今日もどこかの小区で@上海

上海での日常を綴っています。日本での日常生活とは少し違った、でも実はあまり変わらない人間味溢れる上海生活をご紹介します

思わぬ戦利品

朝からシトシトと雨が降り続いている。


近所のスーパーが食品のデリバリーを始めたらしく、そのオーダーが毎朝8時に始まるのだが、開始早々すぐに売りてしまうらしい。
いつもは夫がオーダーしているのだが、今日は私も携帯で、そのスーパーのアプリを立ち上げ、オーダーの準備をしていた。


娘が起きてきたので、オレンジを剝いてあげたりして気づいたら8:03になってしまっていた。


慌ててアプリを立ち上げ、商品を選んでいく。


商品と言っても、生鮮野菜、お米、油、と言った本当に質素な生活必需品と、少しのチョコレートなどの嗜好品だけである。


家には野菜や肉、油などの必需品は足りていて、ちょっと口寂しくなってきたので、「ワンタン」や「小籠包」などの嗜好品を選んだ。


商品を選んでいるうちに、売り切れになることも多く、私も例に漏れず選択した商品のほとんどが、何とかレジの画面に辿り着いた途端に売り切れマークとなってしまうことが何度か続いたが、何とか、「ワンタン」3種類と「ドリアン」のフリーズドライを1袋ゲットできた。



午前中は、昨日までに片づけられなかった仕事をいくつか終わらせたのだが、色々あった怒涛の1週間だったため、ベッドで横になりながらぼーっとしていた。


娘はテレビで、中国でも人気のある、「ウルトラマン」を観ていた。
夫が「ウルトラマン」の映画をダウンロードしてくれたのだが、その映画がなぜか80年代に日本で放映されたであろう、かなりレトロな「ウルトラマン」だった。
アナログ時代の画像なので、粒子が粗く、かなりぼやけて見える。


午後になると、朝オーダーした食料が配達されてきた。
間違えて、配達先の住所を、この小区の隣の小区の住所にしてしまい、そちらに届いてしまったのだが、すぐにデリバリーの運転手に電話すると、うちの小区まで持ってきてくれた。


「ドリアン」のフリーズドライは、娘の気に入り、すぐに無くなってしまった。
普段なら、「ドリアン」のフリーズドライを買うことはないだろう一品だが、急いで買い物をしていたので、中身も分からず購入したものだった。

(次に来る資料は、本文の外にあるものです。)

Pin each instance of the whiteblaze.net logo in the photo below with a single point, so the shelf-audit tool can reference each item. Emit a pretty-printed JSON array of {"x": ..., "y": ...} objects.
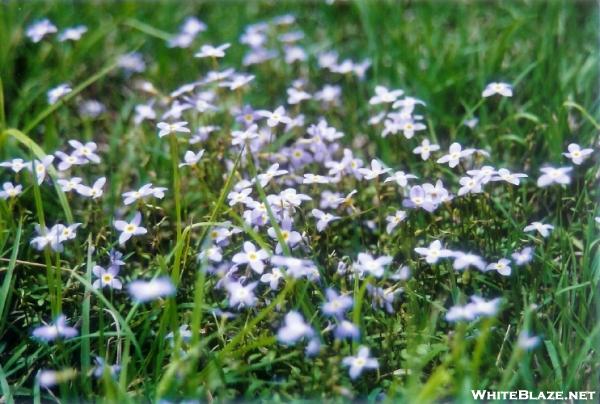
[{"x": 531, "y": 395}]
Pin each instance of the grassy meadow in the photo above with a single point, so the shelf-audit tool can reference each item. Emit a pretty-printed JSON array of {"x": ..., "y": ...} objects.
[{"x": 379, "y": 201}]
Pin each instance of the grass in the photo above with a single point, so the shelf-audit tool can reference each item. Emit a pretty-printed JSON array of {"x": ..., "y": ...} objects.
[{"x": 442, "y": 52}]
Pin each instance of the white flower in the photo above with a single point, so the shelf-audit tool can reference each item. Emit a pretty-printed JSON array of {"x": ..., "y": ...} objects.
[
  {"x": 577, "y": 154},
  {"x": 323, "y": 219},
  {"x": 87, "y": 151},
  {"x": 212, "y": 253},
  {"x": 212, "y": 52},
  {"x": 543, "y": 229},
  {"x": 527, "y": 341},
  {"x": 504, "y": 175},
  {"x": 106, "y": 277},
  {"x": 271, "y": 173},
  {"x": 294, "y": 328},
  {"x": 484, "y": 174},
  {"x": 41, "y": 167},
  {"x": 434, "y": 252},
  {"x": 191, "y": 159},
  {"x": 236, "y": 197},
  {"x": 145, "y": 291},
  {"x": 315, "y": 179},
  {"x": 466, "y": 260},
  {"x": 72, "y": 34},
  {"x": 251, "y": 256},
  {"x": 272, "y": 278},
  {"x": 503, "y": 89},
  {"x": 129, "y": 229},
  {"x": 168, "y": 128},
  {"x": 10, "y": 191},
  {"x": 16, "y": 165},
  {"x": 425, "y": 149},
  {"x": 40, "y": 29},
  {"x": 523, "y": 257},
  {"x": 394, "y": 220},
  {"x": 68, "y": 160},
  {"x": 276, "y": 117},
  {"x": 56, "y": 93},
  {"x": 95, "y": 191},
  {"x": 384, "y": 96},
  {"x": 553, "y": 175},
  {"x": 469, "y": 185},
  {"x": 237, "y": 81},
  {"x": 502, "y": 266},
  {"x": 409, "y": 128},
  {"x": 144, "y": 112},
  {"x": 360, "y": 362},
  {"x": 401, "y": 178},
  {"x": 296, "y": 96},
  {"x": 454, "y": 155},
  {"x": 375, "y": 171}
]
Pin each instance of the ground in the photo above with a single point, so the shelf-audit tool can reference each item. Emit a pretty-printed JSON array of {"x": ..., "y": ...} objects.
[{"x": 196, "y": 311}]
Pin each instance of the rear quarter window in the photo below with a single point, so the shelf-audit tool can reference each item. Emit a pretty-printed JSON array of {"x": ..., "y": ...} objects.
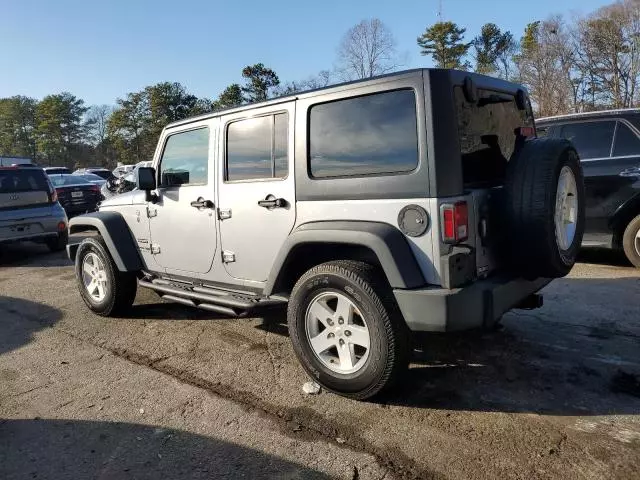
[{"x": 487, "y": 131}]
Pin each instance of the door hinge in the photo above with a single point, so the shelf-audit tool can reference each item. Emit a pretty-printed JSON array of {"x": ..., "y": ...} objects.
[{"x": 224, "y": 214}]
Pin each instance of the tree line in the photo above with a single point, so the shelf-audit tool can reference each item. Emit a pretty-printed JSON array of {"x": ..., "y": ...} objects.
[{"x": 568, "y": 65}]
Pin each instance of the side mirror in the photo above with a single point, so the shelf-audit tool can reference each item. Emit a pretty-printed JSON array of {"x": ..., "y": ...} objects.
[{"x": 146, "y": 179}]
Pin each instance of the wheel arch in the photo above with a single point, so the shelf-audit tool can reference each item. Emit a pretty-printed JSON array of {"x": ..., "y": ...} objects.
[
  {"x": 113, "y": 229},
  {"x": 317, "y": 242},
  {"x": 623, "y": 215}
]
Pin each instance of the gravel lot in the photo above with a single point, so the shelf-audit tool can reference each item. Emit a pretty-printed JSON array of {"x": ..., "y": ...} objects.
[{"x": 180, "y": 393}]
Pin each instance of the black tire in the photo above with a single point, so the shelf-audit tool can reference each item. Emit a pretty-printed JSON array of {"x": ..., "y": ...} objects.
[
  {"x": 630, "y": 242},
  {"x": 58, "y": 243},
  {"x": 530, "y": 202},
  {"x": 366, "y": 287},
  {"x": 120, "y": 288}
]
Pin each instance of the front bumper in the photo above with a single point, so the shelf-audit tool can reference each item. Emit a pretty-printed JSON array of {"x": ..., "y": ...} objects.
[{"x": 479, "y": 304}]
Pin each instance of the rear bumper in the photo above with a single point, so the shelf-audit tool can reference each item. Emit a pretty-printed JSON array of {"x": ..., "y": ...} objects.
[
  {"x": 477, "y": 305},
  {"x": 29, "y": 227}
]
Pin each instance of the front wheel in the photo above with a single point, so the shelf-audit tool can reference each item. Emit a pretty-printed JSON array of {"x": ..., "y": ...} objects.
[
  {"x": 106, "y": 290},
  {"x": 346, "y": 329},
  {"x": 631, "y": 241}
]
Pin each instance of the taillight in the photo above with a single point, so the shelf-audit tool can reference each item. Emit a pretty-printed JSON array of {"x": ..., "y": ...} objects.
[{"x": 454, "y": 218}]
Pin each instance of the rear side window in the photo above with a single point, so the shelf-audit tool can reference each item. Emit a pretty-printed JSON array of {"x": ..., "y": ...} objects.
[
  {"x": 591, "y": 139},
  {"x": 185, "y": 160},
  {"x": 627, "y": 142},
  {"x": 487, "y": 131},
  {"x": 369, "y": 135},
  {"x": 16, "y": 181},
  {"x": 257, "y": 148}
]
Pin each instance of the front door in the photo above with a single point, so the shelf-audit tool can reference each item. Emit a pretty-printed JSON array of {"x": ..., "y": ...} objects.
[
  {"x": 182, "y": 221},
  {"x": 257, "y": 189}
]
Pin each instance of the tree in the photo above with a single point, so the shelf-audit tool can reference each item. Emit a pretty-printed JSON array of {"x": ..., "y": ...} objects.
[
  {"x": 321, "y": 80},
  {"x": 17, "y": 126},
  {"x": 230, "y": 97},
  {"x": 494, "y": 50},
  {"x": 135, "y": 125},
  {"x": 59, "y": 128},
  {"x": 366, "y": 50},
  {"x": 444, "y": 41},
  {"x": 259, "y": 80}
]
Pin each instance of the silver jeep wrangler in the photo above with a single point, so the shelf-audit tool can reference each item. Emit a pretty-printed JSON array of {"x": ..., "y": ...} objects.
[{"x": 417, "y": 201}]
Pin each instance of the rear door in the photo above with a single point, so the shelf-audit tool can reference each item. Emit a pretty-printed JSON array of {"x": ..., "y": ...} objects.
[{"x": 256, "y": 189}]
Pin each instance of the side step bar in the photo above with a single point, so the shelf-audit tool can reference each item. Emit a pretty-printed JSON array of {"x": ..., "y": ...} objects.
[{"x": 219, "y": 301}]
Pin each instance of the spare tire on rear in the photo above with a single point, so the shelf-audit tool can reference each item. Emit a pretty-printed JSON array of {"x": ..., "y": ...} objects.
[{"x": 544, "y": 208}]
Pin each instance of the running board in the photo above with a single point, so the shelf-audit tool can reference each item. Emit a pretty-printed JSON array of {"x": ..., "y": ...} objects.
[{"x": 219, "y": 301}]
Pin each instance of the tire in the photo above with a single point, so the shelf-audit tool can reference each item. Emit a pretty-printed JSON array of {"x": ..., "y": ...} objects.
[
  {"x": 119, "y": 289},
  {"x": 631, "y": 242},
  {"x": 373, "y": 305},
  {"x": 59, "y": 243},
  {"x": 537, "y": 247}
]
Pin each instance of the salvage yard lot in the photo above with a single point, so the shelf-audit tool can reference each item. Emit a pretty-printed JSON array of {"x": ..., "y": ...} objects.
[{"x": 554, "y": 394}]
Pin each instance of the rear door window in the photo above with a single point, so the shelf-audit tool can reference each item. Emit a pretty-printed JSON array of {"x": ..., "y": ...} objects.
[
  {"x": 487, "y": 131},
  {"x": 591, "y": 139},
  {"x": 627, "y": 142}
]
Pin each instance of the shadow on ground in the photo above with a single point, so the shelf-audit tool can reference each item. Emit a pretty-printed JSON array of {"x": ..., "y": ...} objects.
[
  {"x": 60, "y": 449},
  {"x": 20, "y": 318}
]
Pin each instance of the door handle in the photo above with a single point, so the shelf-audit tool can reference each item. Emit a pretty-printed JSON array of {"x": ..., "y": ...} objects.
[
  {"x": 271, "y": 202},
  {"x": 202, "y": 203}
]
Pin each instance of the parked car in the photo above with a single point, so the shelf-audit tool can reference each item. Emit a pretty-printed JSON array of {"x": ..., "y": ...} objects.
[
  {"x": 414, "y": 202},
  {"x": 29, "y": 208},
  {"x": 122, "y": 170},
  {"x": 93, "y": 178},
  {"x": 101, "y": 172},
  {"x": 608, "y": 143},
  {"x": 56, "y": 170},
  {"x": 75, "y": 194}
]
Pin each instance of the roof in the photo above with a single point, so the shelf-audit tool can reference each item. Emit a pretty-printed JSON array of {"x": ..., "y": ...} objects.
[
  {"x": 287, "y": 98},
  {"x": 594, "y": 114}
]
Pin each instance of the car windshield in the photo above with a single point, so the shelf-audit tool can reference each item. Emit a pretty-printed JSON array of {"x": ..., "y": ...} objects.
[
  {"x": 67, "y": 180},
  {"x": 17, "y": 180},
  {"x": 104, "y": 174},
  {"x": 92, "y": 177}
]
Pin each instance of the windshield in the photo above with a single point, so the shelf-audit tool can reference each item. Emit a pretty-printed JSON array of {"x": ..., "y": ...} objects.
[
  {"x": 14, "y": 181},
  {"x": 67, "y": 180}
]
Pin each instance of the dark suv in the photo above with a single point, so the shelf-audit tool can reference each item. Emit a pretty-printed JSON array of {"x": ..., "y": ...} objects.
[{"x": 608, "y": 143}]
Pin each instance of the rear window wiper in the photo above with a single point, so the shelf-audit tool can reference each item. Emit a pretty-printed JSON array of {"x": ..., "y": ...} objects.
[{"x": 491, "y": 99}]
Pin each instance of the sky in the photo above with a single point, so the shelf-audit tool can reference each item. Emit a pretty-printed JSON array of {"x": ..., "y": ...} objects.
[{"x": 101, "y": 50}]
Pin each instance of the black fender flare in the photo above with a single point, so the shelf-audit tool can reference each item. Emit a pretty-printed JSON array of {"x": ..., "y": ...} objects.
[
  {"x": 386, "y": 241},
  {"x": 115, "y": 232}
]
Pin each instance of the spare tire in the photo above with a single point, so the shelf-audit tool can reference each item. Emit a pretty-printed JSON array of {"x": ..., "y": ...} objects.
[{"x": 544, "y": 208}]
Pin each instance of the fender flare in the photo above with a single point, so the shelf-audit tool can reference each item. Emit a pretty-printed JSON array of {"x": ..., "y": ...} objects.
[
  {"x": 116, "y": 235},
  {"x": 387, "y": 242}
]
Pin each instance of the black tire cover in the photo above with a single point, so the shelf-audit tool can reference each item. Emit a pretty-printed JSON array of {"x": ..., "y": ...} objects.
[{"x": 530, "y": 202}]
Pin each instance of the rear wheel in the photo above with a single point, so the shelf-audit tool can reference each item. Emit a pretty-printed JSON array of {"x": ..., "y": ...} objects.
[
  {"x": 544, "y": 208},
  {"x": 106, "y": 290},
  {"x": 631, "y": 241},
  {"x": 59, "y": 242},
  {"x": 346, "y": 329}
]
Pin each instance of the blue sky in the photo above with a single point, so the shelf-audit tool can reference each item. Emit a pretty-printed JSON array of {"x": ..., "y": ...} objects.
[{"x": 100, "y": 50}]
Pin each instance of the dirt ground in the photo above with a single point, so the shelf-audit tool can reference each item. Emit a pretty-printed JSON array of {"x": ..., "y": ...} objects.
[{"x": 179, "y": 393}]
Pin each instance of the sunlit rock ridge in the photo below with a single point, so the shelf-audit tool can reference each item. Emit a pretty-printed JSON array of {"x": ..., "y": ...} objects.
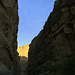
[
  {"x": 9, "y": 60},
  {"x": 52, "y": 52}
]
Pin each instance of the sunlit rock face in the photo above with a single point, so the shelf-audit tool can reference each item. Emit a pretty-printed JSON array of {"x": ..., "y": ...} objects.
[
  {"x": 55, "y": 44},
  {"x": 23, "y": 53},
  {"x": 8, "y": 35},
  {"x": 23, "y": 50}
]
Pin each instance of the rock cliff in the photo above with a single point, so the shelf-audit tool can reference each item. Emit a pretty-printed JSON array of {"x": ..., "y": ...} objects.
[
  {"x": 23, "y": 50},
  {"x": 8, "y": 35},
  {"x": 55, "y": 44}
]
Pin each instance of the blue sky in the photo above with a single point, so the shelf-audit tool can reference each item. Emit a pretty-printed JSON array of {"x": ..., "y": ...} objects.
[{"x": 32, "y": 16}]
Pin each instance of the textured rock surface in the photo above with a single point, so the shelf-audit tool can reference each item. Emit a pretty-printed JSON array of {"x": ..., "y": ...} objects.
[
  {"x": 8, "y": 34},
  {"x": 23, "y": 50},
  {"x": 23, "y": 53},
  {"x": 56, "y": 42}
]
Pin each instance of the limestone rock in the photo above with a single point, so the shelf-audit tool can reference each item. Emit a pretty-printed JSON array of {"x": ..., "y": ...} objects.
[
  {"x": 23, "y": 50},
  {"x": 23, "y": 53},
  {"x": 8, "y": 34},
  {"x": 56, "y": 42}
]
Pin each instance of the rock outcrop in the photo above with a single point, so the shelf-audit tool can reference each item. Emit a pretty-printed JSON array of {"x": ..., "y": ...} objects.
[
  {"x": 55, "y": 44},
  {"x": 23, "y": 50},
  {"x": 8, "y": 35},
  {"x": 23, "y": 53}
]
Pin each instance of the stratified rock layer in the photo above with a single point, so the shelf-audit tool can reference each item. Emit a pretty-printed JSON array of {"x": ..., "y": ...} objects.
[
  {"x": 8, "y": 35},
  {"x": 55, "y": 43}
]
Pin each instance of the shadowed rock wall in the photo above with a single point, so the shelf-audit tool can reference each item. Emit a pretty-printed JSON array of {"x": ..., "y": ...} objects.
[
  {"x": 55, "y": 43},
  {"x": 8, "y": 35}
]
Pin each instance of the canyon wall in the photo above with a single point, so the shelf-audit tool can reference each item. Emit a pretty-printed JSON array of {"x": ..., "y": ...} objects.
[
  {"x": 23, "y": 54},
  {"x": 8, "y": 35},
  {"x": 55, "y": 44}
]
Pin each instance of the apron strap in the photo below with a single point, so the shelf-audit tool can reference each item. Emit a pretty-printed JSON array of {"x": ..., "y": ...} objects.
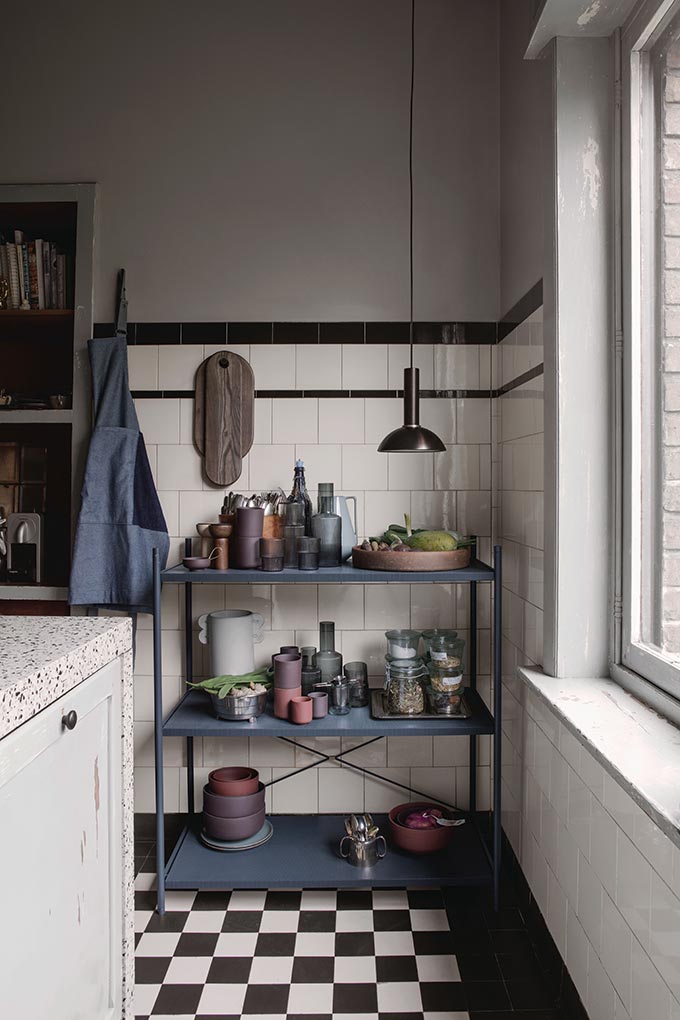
[{"x": 121, "y": 306}]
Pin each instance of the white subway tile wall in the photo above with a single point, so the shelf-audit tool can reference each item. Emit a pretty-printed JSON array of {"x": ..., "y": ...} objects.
[
  {"x": 605, "y": 876},
  {"x": 336, "y": 438}
]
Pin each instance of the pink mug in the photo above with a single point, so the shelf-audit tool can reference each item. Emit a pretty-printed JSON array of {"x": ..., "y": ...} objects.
[{"x": 300, "y": 710}]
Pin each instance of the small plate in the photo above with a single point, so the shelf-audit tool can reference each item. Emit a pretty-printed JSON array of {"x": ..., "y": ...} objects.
[{"x": 262, "y": 835}]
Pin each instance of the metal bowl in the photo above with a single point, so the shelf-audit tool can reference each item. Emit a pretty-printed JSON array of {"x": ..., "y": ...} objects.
[{"x": 236, "y": 709}]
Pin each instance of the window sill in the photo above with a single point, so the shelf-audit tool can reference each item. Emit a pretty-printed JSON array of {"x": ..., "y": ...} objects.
[{"x": 638, "y": 748}]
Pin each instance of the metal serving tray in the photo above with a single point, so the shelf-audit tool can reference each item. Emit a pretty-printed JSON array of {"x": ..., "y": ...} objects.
[{"x": 378, "y": 710}]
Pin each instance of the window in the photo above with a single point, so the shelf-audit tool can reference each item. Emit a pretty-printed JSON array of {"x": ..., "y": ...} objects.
[{"x": 650, "y": 639}]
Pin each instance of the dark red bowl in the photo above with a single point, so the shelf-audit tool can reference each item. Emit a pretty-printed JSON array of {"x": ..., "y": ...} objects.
[
  {"x": 418, "y": 840},
  {"x": 232, "y": 807},
  {"x": 233, "y": 828},
  {"x": 233, "y": 781}
]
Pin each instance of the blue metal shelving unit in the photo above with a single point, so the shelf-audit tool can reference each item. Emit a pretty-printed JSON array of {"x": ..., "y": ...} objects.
[{"x": 279, "y": 863}]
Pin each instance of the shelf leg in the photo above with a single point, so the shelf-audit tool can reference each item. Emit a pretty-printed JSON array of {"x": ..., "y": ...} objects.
[
  {"x": 158, "y": 736},
  {"x": 498, "y": 728},
  {"x": 189, "y": 660}
]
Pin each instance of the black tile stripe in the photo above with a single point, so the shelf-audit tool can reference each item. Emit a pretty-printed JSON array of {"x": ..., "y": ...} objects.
[
  {"x": 526, "y": 305},
  {"x": 343, "y": 394}
]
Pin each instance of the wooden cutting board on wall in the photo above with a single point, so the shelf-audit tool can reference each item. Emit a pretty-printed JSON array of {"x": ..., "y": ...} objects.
[{"x": 223, "y": 415}]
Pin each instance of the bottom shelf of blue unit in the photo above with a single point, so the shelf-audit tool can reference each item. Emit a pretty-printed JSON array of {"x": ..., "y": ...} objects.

でも、砂糖不使用なら子供にも害がないので、今後も継続して買っていこうと思った。


夕方になると、夫が、
「また配達の通知が来たぞ。他には何も配達が届く覚えはないんだが・・・」
と言いながら配達物を取りに行くため、下へ降りて行った。


しばらくして、ぜえぜえ言いながら戻ってくると、お菓子やジュースなどが満杯に入った大きな段ボール箱を運んできて、玄関に ドスンッ と置いた。


「もう1箱あるから取ってくる」
そう言うと、またすぐに下へ降りて行ってしまった。


こんなに大量の食品、しかも嗜好品だらけのぜいたく品を、自治体が配布してくれるなんて、一体どうしたんだろうか。
ひょっとして、ロックダウンがこれからまだまだ続く、という意味なのだろうか・・・と考えていると、
「ちえっ!」と言いながら、2箱目をまたまた ドスンッ と置きながら夫が戻ってきた。
「箱にはちゃんと605号室と書いてあるけど、402号室のだったよー」
と、とても残念そうに言った。
どうやら、誰かが、誤ってうちの部屋番号を記入してしまった様だ。


仕方なしに、夫がこの思い段ボール箱を担いで、402号室まで運びに行った。
うちの小区にはエレベーターがないので、全て階段移動なのだ。


戻ってきた夫が、ちょっと嬉しそうだった。
「どうしたの?」と聞いたら、「402号室のアイが、段ボール箱を運んでもらい申し訳ないと、これをくれたんだよ~」


手にはなんと、今一番必要な、「薄力粉」(しかも2kg)を持っていた。


「アイはお菓子屋らジュースやらをくれようとしたんだけど、いいよ~と言いながら断ってたら、薄力粉が出てきて、『じゃあこれ』、と貰って来たんだよ~」


謙虚なのか要領が良いのか知らないが、ベストな食材を貰ってきてくれた夫の性格に、久しぶりに感心した。


これでしばらく朝食に思う存分パンやパウンドケーキが食べられる。


これから来る時代の変化に備えるのは、やはりこういうサバイバル能力だな、と改めて実感した一日の終わりだった。